Risk perception of food safety by school food-handlers.

作者信息

Machado Maria Grossi, Monego Estelamaris Tronco, Campos Maria Raquel Hidalgo

出版信息

J Health Popul Nutr. 2014 Mar;32(1):19-27.

Abstract

An exploratory descriptive study was conducted with a qualitative approach that used focus groups. The objective of this study was to identify the risk perception of food safety by school food-handlers. The results indicated that the food production process has certain inadequacies, including the weak risk perception by the food-handlers regarding the student's health. The students, the pedagogical team, and the principal contribute to this behaviour, which can affect the quality of the final product--the served meal.

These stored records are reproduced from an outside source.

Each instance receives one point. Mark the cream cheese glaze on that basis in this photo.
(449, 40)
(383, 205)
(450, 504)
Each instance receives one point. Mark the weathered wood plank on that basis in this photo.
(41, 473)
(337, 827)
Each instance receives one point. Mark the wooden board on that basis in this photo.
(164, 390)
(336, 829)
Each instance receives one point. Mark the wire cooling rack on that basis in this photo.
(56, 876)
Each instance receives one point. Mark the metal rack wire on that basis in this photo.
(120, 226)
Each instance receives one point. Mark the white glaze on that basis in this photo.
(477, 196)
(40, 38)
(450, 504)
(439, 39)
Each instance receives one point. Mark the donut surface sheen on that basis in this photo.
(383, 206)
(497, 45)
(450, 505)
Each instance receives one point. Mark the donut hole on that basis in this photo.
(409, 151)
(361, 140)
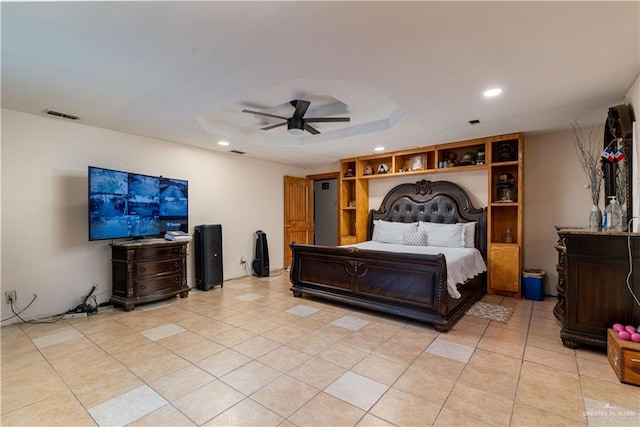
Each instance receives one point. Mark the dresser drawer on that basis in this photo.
(158, 284)
(152, 268)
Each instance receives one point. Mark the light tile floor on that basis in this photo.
(250, 354)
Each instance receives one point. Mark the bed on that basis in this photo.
(396, 280)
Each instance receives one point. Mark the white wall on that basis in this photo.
(45, 247)
(554, 194)
(633, 97)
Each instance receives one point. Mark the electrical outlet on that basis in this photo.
(10, 297)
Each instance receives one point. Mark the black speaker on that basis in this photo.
(208, 246)
(261, 263)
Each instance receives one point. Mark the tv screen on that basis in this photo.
(131, 205)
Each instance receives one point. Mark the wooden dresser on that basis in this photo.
(148, 271)
(592, 284)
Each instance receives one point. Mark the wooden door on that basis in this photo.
(298, 213)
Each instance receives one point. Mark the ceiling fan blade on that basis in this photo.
(264, 114)
(301, 108)
(274, 126)
(311, 129)
(328, 119)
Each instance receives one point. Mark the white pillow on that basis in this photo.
(469, 234)
(415, 238)
(391, 232)
(446, 235)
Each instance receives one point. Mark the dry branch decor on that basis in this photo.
(588, 145)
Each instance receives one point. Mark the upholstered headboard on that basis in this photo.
(437, 201)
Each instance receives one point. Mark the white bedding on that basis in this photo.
(462, 263)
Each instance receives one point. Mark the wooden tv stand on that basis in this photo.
(148, 270)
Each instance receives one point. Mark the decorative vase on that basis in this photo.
(595, 219)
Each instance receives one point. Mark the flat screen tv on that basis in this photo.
(132, 205)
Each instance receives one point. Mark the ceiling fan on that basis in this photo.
(297, 124)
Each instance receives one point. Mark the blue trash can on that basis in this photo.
(533, 284)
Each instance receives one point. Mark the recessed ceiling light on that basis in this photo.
(492, 92)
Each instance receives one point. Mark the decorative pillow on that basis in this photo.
(469, 234)
(391, 232)
(415, 238)
(446, 235)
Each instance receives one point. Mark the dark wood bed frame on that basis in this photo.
(407, 285)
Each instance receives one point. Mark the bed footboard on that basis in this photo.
(408, 285)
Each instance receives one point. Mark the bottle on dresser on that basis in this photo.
(612, 218)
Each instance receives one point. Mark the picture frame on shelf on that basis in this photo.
(417, 163)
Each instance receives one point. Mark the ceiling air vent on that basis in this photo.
(61, 115)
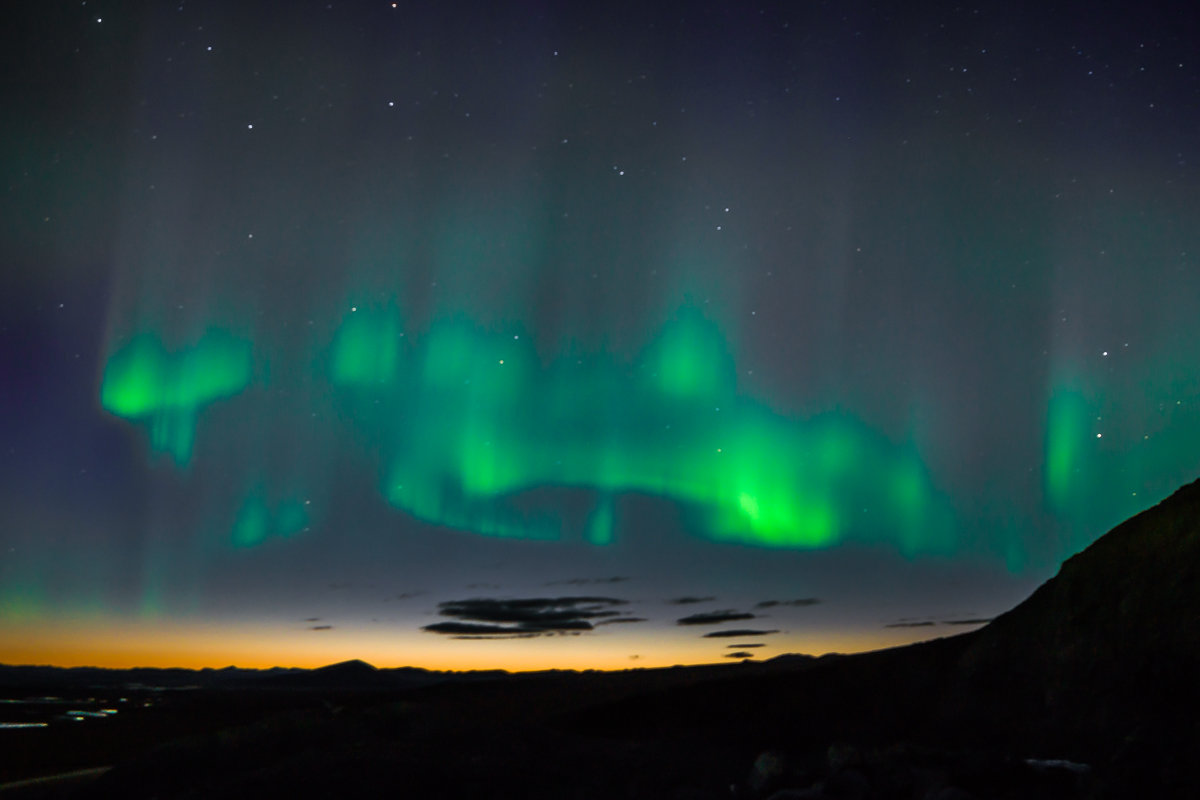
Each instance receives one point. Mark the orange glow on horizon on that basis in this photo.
(196, 645)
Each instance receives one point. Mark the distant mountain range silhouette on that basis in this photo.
(1089, 689)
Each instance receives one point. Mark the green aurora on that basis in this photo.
(466, 420)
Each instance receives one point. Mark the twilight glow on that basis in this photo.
(580, 337)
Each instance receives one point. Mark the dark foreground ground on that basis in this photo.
(733, 731)
(1089, 689)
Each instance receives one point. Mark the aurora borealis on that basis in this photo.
(318, 326)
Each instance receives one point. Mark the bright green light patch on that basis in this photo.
(749, 505)
(1067, 438)
(486, 422)
(367, 348)
(145, 382)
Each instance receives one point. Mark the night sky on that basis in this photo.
(580, 335)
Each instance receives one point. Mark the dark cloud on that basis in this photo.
(797, 602)
(525, 617)
(583, 582)
(714, 618)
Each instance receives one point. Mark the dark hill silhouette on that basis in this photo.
(1104, 657)
(1085, 690)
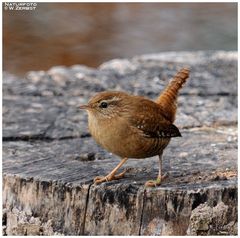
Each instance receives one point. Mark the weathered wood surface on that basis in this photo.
(49, 158)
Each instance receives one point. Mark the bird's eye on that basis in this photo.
(103, 105)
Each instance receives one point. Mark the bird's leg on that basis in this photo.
(111, 176)
(160, 177)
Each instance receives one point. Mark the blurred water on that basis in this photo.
(77, 33)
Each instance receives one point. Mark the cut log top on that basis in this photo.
(49, 158)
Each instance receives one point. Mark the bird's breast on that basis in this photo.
(120, 138)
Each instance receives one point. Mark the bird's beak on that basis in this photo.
(84, 106)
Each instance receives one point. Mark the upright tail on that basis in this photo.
(168, 99)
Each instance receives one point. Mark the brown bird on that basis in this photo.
(133, 126)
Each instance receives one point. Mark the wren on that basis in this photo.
(133, 126)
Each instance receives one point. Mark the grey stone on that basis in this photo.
(50, 159)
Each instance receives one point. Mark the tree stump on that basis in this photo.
(50, 159)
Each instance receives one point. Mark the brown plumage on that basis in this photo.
(133, 126)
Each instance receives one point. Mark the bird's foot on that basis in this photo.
(109, 177)
(157, 182)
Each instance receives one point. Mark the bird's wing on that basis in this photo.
(151, 122)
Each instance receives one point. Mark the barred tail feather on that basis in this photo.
(168, 99)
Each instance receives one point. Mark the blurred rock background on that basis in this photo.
(90, 34)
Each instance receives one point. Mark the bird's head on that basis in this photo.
(106, 104)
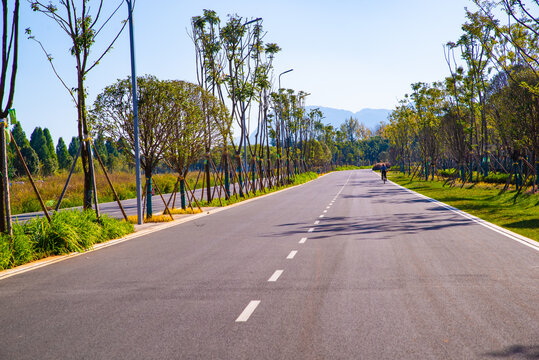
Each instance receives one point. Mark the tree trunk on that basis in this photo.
(149, 208)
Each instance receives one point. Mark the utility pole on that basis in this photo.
(135, 114)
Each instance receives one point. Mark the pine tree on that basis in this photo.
(39, 143)
(29, 155)
(73, 146)
(64, 159)
(50, 143)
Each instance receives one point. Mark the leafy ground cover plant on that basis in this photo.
(69, 231)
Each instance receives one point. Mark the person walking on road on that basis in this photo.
(383, 170)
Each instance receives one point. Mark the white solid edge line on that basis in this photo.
(251, 307)
(275, 275)
(508, 233)
(292, 254)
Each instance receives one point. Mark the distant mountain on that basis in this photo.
(370, 117)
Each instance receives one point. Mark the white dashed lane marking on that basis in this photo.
(292, 254)
(275, 275)
(251, 307)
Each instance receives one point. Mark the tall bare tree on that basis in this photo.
(10, 47)
(76, 20)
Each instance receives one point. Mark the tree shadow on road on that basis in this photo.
(375, 226)
(516, 352)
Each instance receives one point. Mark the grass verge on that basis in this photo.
(518, 214)
(68, 231)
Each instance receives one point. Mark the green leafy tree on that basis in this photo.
(64, 159)
(114, 110)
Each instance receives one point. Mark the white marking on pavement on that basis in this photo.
(244, 316)
(292, 254)
(275, 275)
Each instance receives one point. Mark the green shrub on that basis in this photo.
(69, 231)
(5, 252)
(113, 228)
(23, 248)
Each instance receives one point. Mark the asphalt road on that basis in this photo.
(383, 274)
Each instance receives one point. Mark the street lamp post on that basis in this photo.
(135, 113)
(281, 114)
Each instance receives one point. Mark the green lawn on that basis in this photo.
(520, 215)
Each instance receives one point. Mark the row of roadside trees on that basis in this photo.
(181, 122)
(483, 117)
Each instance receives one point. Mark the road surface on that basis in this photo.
(343, 267)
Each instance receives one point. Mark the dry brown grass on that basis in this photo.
(176, 211)
(133, 219)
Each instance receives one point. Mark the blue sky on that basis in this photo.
(348, 54)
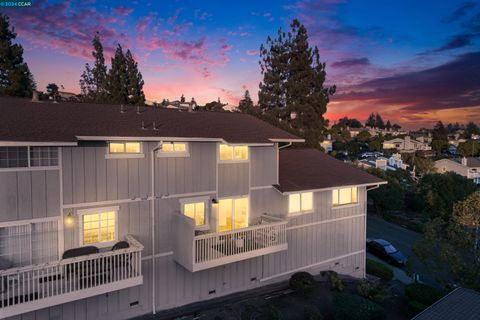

The social devaluation of the food-handlers is also discussed. It is necessary to improve the food-handlers' training sessions, with the purpose of modifying risk perception and to allow the school community to be involved in healthy and safe feeding practices.

摘要

采用焦点小组的定性方法进行了一项探索性描述性研究。本研究的目的是确定学校食品处理人员对食品安全的风险认知。结果表明,食品生产过程存在一定不足,包括食品处理人员对学生健康的风险认知薄弱。学生、教学团队和校长促成了这种行为,这可能会影响最终产品——提供的膳食的质量。还讨论了食品处理人员的社会贬值问题。有必要改进食品处理人员的培训课程,以改变风险认知,并让学校社区参与健康和安全的喂养实践。